Nine


Posted January 7, 2010 in Cinema Reviews

‘Your films are so stylish’, fawns Kate Hudson at one point during Nine, trying to get its hero, director Guido Contini, into bed. ‘You care as much about the suit as you do about the man wearing it’. It’s dangerously easy to apply this quote to the film itself; Chicago director Rob Marshall pays overblown stage-homage to Fellini, with a musical detailing the director and his women, all bewilderingly acted and sung in silly Italian accents. Scenes are lifted and re-enacted; Penelope Cruz sizzles as a new Sandra Milo, wild-eyed diva Fergie shines, paying strong-lunged tribute to Amarcord, and the perennially miscast Nicole Kidman makes for a paltry Anita Ekberg, flitting in and out of scenes in a bouffant blonde wig. Nine is a film about a film about the making of another film, in which the plot is slowly devouring itself.

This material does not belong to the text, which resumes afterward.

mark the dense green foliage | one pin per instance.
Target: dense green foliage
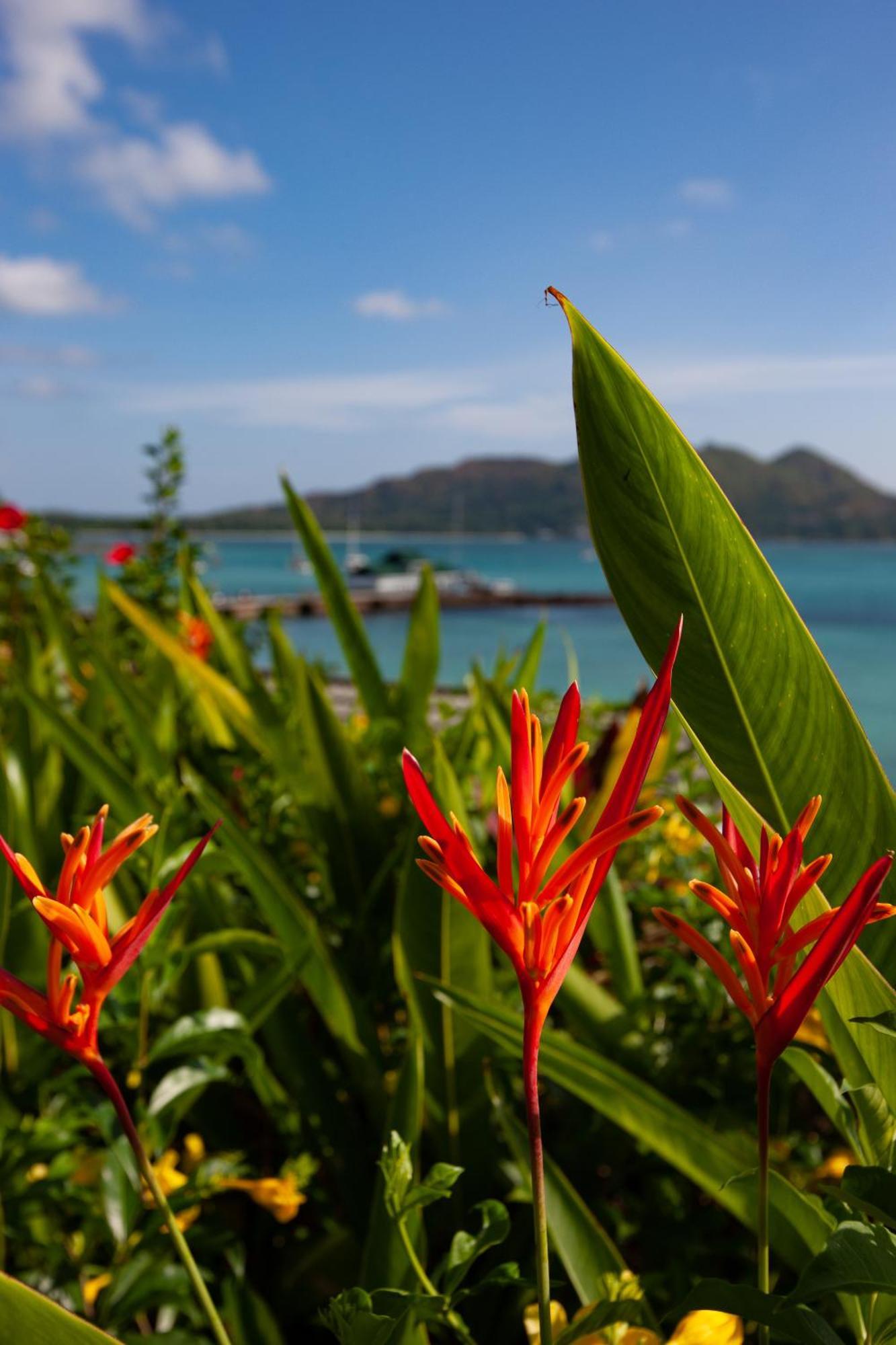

We are guided and directed through the meta-cinematic maze, fittingly enough, by Guido, Daniel Day Lewis’ skinny-tied protagonist. The director is a magnetically attractive monster of ego and fecklessness, forever cancelling meetings, fleeing to curl up in the foetal position in the refuge of the dressing-room. The con at the heart of the film is that there is no script; Guido is fashioning a plotline as he goes along, from the wreckage of his personal life. Like its template, 8 1/2, each scene brings a confusion of new and demanding characters, and the appearance of each of the nine actresses merits a show-stopping, visually stunning (though rarely very catchy) song. Nine is incoherent but technically brilliant, luscious, excessive – but prohibited from being a guilty pleasure by its lofty and ‘artistic’ subject. Where Chicago tried a little too hard to win us over to musical theatre, Nine dives straight in and assaults us with spectacle, barely stopping to ground the songs in any logical context. There are simply too many showgirls, too little time, too much money thrown at over-the-top show stoppers themed around Folies BergĂ©res.. It’s a blatantly indulgent premise, an excuse for half of Hollywood to sing and dance and re-enact characters from cinema history. But then isn’t that what Oscar films are for? Nine is a beautifully executed artistic love-in, an insubstantial but dazzling riot of pasta pastiche and pointless Oscar-angling.